When a story begins, "It was a dark and stormy night. . . " you know it's going to be good.
We were looking over the menu at The Kitchen in downtown Denver after a brief and rather bumpy round of introductions. I could see the passion in his eyes as he started to tell me the tale. I'd been looking forward to hearing the story of Chuck for weeks.
"I was driving down on a south Florida highway in the pouring rain..." he went on. Having lived in Florida myself for several years, I knew just the kind of rain he was talking about. Rain that comes down in volatile, horizontal waves, like sheets on a clothesline, thrashing in the wind.
Our drinks arrived and he paused briefly to marvel at the colour of the Chardonnay.

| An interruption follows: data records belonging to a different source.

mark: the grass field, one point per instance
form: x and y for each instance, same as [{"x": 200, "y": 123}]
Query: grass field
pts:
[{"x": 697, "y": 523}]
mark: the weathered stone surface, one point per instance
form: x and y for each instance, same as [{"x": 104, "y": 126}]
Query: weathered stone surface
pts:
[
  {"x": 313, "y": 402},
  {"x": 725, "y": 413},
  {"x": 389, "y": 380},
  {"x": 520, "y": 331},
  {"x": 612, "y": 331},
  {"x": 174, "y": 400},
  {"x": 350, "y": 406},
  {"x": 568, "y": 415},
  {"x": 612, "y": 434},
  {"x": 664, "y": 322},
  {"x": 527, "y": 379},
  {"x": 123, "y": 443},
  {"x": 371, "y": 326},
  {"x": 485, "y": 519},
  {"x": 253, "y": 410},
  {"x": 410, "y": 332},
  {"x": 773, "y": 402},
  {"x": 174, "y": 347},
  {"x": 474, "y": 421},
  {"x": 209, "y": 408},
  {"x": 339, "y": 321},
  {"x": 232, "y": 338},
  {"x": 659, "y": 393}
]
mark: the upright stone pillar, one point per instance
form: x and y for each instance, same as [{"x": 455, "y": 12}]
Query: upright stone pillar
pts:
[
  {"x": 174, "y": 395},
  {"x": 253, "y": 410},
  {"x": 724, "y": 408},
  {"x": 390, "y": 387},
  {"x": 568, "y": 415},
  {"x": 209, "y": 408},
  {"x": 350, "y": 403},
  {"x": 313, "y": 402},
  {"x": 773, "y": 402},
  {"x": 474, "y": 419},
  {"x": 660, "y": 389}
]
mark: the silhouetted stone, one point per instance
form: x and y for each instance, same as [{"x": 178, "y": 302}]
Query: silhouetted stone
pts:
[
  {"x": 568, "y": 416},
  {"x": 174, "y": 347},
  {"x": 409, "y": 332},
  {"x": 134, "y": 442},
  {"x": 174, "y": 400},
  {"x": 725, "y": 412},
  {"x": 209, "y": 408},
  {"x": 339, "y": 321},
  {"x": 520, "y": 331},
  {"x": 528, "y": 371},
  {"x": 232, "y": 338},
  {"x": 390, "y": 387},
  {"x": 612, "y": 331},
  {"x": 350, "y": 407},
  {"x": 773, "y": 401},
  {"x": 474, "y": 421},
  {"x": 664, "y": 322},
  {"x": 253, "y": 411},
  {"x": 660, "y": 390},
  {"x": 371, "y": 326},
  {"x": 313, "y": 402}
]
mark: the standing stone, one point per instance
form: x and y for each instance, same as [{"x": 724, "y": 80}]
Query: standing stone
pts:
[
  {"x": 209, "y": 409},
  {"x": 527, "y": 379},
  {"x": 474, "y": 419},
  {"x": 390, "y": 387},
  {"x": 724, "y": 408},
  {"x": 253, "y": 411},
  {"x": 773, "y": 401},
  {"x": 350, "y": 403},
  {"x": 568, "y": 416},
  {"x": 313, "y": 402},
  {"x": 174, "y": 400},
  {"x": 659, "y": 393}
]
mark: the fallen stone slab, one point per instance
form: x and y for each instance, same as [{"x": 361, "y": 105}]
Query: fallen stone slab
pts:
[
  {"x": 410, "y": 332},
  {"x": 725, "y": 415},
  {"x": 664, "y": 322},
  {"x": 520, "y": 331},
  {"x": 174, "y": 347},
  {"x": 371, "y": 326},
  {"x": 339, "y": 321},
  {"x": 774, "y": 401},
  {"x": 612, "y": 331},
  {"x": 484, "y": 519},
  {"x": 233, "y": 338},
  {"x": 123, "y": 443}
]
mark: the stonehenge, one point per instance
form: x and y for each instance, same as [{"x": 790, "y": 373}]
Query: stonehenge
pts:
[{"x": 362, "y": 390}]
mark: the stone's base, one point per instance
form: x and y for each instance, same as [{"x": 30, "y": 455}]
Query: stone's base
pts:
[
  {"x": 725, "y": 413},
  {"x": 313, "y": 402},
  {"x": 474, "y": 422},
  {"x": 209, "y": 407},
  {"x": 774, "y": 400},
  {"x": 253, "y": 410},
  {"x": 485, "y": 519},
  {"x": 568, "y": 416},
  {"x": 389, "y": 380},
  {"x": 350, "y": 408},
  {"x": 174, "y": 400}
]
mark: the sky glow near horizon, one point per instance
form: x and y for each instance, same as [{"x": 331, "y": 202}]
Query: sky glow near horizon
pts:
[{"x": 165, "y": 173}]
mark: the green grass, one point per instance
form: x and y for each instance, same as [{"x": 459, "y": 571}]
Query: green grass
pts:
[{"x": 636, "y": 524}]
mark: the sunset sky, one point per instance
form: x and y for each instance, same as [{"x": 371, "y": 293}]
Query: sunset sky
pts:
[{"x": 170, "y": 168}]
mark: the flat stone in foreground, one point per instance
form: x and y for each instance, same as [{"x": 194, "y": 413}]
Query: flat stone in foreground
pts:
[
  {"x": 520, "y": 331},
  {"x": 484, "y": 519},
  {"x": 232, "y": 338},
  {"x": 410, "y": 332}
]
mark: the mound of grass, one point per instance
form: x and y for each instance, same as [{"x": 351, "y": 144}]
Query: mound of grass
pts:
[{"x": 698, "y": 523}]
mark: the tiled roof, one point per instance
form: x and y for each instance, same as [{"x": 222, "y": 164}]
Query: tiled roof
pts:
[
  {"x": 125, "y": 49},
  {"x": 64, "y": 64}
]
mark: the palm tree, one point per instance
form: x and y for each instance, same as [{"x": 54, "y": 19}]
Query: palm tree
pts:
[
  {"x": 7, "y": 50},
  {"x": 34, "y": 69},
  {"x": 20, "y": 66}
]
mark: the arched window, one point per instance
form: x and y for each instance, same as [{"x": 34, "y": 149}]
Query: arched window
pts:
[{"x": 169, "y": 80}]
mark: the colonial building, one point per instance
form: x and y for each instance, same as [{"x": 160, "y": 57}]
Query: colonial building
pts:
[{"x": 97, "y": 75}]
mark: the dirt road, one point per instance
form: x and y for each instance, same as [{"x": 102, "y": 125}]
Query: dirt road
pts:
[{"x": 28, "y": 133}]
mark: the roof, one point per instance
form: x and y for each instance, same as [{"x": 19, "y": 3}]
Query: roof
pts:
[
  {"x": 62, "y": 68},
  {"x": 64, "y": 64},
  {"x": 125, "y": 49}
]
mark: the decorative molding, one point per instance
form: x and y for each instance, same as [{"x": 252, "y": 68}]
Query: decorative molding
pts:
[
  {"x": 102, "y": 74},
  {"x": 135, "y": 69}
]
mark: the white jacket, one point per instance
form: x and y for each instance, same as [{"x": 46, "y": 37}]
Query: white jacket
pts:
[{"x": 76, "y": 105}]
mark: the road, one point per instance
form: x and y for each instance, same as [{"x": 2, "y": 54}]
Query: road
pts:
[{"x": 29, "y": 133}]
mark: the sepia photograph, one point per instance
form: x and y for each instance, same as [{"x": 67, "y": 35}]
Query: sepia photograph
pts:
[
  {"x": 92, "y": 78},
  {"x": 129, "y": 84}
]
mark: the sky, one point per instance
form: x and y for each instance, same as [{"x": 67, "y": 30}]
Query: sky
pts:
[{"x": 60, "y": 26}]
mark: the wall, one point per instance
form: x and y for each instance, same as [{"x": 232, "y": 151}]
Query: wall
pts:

It was a stunning shade of coral.
"It was a busy highway, and there was a lot of traffic going both directions," he continued, "but out of the corner of my eye I saw a man on the side of the highway. I glanced in the rear view mirror as I sped past and saw that the man was pushing an empty baby stroller and cradling something under his sopping trench coat..."
Most of us would have driven on by with little more than a passing thought... "better him than me." But not my new friend. I was discovering, through that first conversation, the principals on which he's built his life. One is: if there's a way to change the world for the better, go for it. As such, when he glanced again at the man growing smaller in his rear view mirror, he knew he had to do something. So he pulled a U-turn and circled back around, pulling off the highway to help.
"...I heard the crying as soon as I opened the door. The man was cradling a tiny baby girl, trying his best to shelter her from the pounding rain within the folds of his soaking coat. She was inconsolable, and having just become a new father myself, my heart went out to these two strangers."